I had been mulling over taking a long walking trip for a long time. I thought about The Camino, but no, it’s a Catholic thing and you have issues with Catholics, and why do something so many other people have done already, and why go to Europe when you could do something more epic and interesting that would really make people think you’re the bomb, and why go on another trip when you already had a big one and you could be doing grown-up things with your money so you can one day afford to take the kinds of trips you actually want to take now while you’re strong and single and aching to—

Then at my grandmother’s memorial service, of all places, my ex, of all people, whispered, “You should do the Camino!” over garlic bread and memory-sharing. That made my eyes spin and my stomach twist and I said WHY, and he said because it was a very human experience and there are lots of hostels. So without effort on my part, that kicked the vague, spinny idea up into a plan. And the plan grew like a magic animal growing capsule (I don’t get money if you click that) and now I’m writing about it and saying no to September parties and jobs and strolling smugly through REI.

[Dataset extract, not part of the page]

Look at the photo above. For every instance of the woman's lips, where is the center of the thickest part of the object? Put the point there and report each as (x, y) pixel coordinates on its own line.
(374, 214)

El Camino de Santiago de Compostela—the Way of St. James—is a pilgrimage you have probably heard of if you’ve heard of a pilgrimage. Thousands and thousands and thousands for over a thousand years have traveled from all over to Santiago de Compostela, and since I was born it’s only grown more popular. In 1991, 5010 men and 2249 women walked it, and last year, 144,070 men and 133,843 women, so statistically it’s never been less surprising for someone like me to do something like this.

There are a lot of books about the Camino. There are a lot of reasons for doing it and it frustrates me that most of them are already covered and that I haven’t found the thing that makes my trip unique. There are already a zillion Cheryl Strayeds of the Camino. Shirley MacLaine has a book about it (I don’t get money if you click that).

I think when I go and meet people, they’ll ask, “So, why the Camino?” My reasons are many and here are some, and some are original but most aren’t.

Well, of course, it is a pilgrimage, and I’m a woman of faith, and of course, this is a trip steeped in spirit and truth and religion and tradition. I want to engage a deep Catholic tradition (as a non-Catholic) alongside other people, and I want to see remains of the Apostle (even if they’re alleged, because it’s their profundity and not their carbon-dated authenticity I’m interested in), and I want to be steeped in the history of a place and a faith and be united with all the other walkers, and I want to experience the presence of God through the presence of people in the presence of life taken down to necessities: walking, sleeping, and eating.

And those three things are reasons too.

Walking, sleeping, and eating.

I don’t mean anything deep when I say I want to do that. I just want to thoroughly experience the physical sensations of walking, sleeping, and eating. 

And it’s the walking that the Camino is of course most famous for. Over ten miles a day, for a month! People talk about the spiritual journey, but let’s remember: most of this trip is just walking. Walking, walking, walking, walking, walking. I’m interested in the monotony of it. I’m interested in the camaraderie that comes to a group that has chosen such monotony.

Well, I was going to keep trying to make money and bob my long hair. But now I’m adding more dreads and the tickets are booked and I have seen the Martin Sheen film The Way. If anyone bobs my hair, it will be a barber in Seville.